President Santos's economic policies have largely been a continuation of his predecessor's. His 2010 National Development Plan names the agribusiness, transportation infrastructure and mining/energy sectors as among the “locomotives” that will drive economic growth and turn Colombia into a competitive player in the world economy. While peace talks are ongoing, no cease-fire has been declared; violence still grips the nation's countryside, and guerrilla groups often target economic infrastructure despite substantial efforts by the armed forces to protect it. Security risks associated with operating in Colombia weigh down efforts to lure foreign investment, thereby limiting capital accumulation based on raw material extraction and export.

This paper seeks to explore the potential impacts of the Colombian government's peace negotiations with the FARC on the country's extractive economy. It recognizes the fundamental role that state and paramilitary violence have played in the expansion of the extractive economy over the past decade, acting as a guarantee for territorial control and allowing capital to penetrate areas of the country where previous conditions limited accumulation. At the same time, it suggests that the current peace talks reflect the Santos administration's recognition that continued violence is no longer functional to medium and long-term capital accumulation in Colombia, and that the administration's pursuit of peace aims to establish better conditions for capital accumulation through intensified resource extraction.

Key Terms in this Chapter

Extractivism: A term of growing use in Latin America academia and social movements to describe economic activities that remove of large amounts of a nation's natural commons for sale on the world market with little or no processing.

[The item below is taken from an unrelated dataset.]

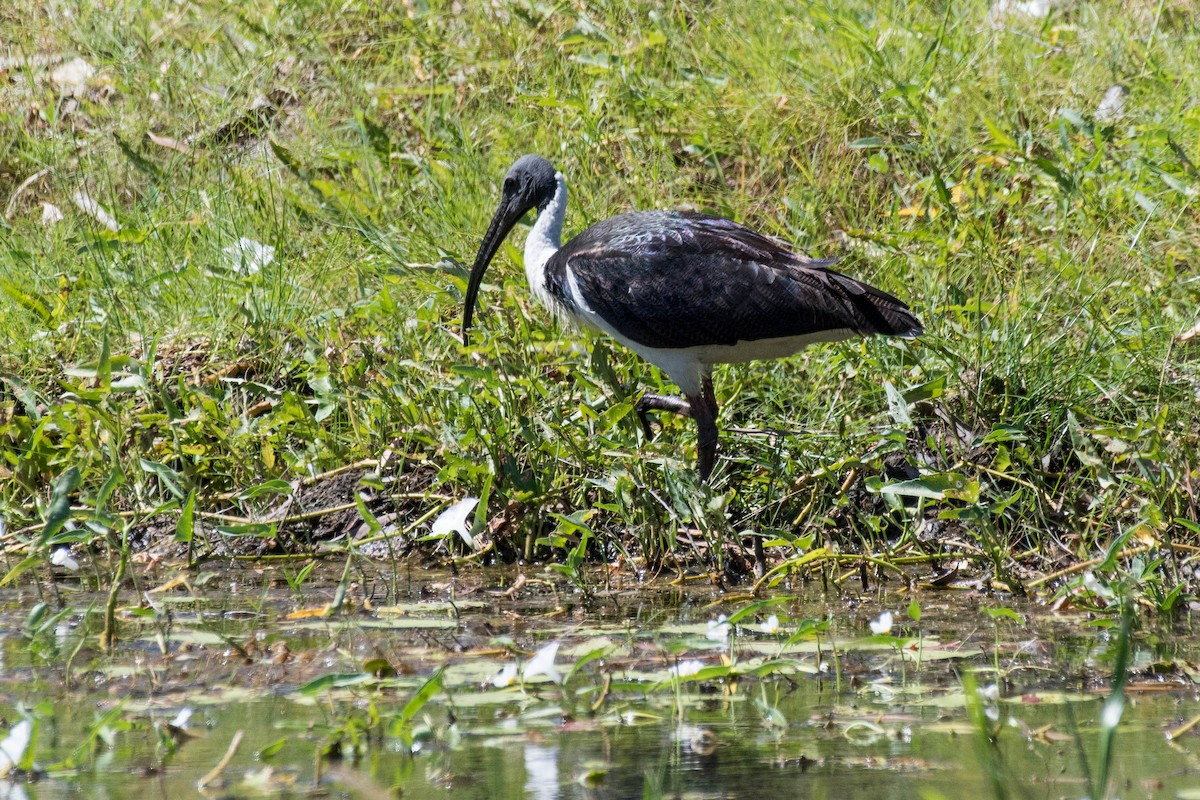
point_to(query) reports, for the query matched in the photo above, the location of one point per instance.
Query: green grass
(953, 158)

Extractivism has increasingly formed the base of Latin American economies under neoliberalism.

Neo-Extractivism: The term refers specifically to policies followed by certain left-leaning Latin American governments that have come to power outwardly rejecting neoliberal policies such as privatization and monetary orthodoxy, but have relied heavily on extractivist activities as a means of financing social reforms. Ecuador under Correa, Venezuela under Chávez, Argentina under the Kirchners, and Bolivia under Morales are some obvious examples.

Accumulation by Dispossession: Developed by David Harvey and derived from Marx's description of the primitive accumulation of capital, the term refers to the fraudulent or forceful appropriation of natural or social commons by capital and their subsequent conversion into commodities.

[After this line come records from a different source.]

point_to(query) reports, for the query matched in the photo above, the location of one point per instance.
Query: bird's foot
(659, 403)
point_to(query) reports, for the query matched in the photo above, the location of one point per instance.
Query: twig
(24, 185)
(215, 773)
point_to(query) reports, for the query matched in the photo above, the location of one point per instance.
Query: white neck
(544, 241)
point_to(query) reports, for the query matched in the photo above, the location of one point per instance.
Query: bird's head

Militarization: Refers not only to the strategic placement of troops and military installations in a given territory, but also a re-conception of that territory in purely military terms, that is a territory to be secured against an enemy threat.

Commodity Export Dependence: A condition within an international division of labor in which peripheral national economies rely heavily on the export of raw materials with little or no valued added, placing them on unequal terms of exchange with central nations that export high value-added goods.

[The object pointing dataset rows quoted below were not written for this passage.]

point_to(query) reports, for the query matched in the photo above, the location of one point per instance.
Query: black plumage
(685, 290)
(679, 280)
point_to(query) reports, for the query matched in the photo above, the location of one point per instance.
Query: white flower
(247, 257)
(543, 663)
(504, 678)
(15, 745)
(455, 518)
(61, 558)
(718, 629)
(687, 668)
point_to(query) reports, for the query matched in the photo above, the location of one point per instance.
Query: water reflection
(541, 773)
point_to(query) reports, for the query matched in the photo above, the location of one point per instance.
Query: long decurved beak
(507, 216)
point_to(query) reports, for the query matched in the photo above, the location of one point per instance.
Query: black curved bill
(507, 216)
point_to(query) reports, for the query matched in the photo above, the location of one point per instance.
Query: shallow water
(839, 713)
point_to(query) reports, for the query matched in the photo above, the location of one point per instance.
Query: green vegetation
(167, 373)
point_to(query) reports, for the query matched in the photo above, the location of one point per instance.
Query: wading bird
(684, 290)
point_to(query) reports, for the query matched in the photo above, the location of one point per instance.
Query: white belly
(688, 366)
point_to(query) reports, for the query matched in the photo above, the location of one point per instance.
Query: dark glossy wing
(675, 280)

Natural Commons: A purposeful re-definition by many social movements of the purely instrumental category “natural resources” used in development literature. The term refers to elements in the natural environment, held in common and sheltered from the market, because their value to the well-being of the community exceeds any monetary value that could be ascribed to them.

Recolonization: Making reference to the region's colonial past, the term describes the advances of foreign capital in appropriating Latin America's natural and social commons under neoliberal policies.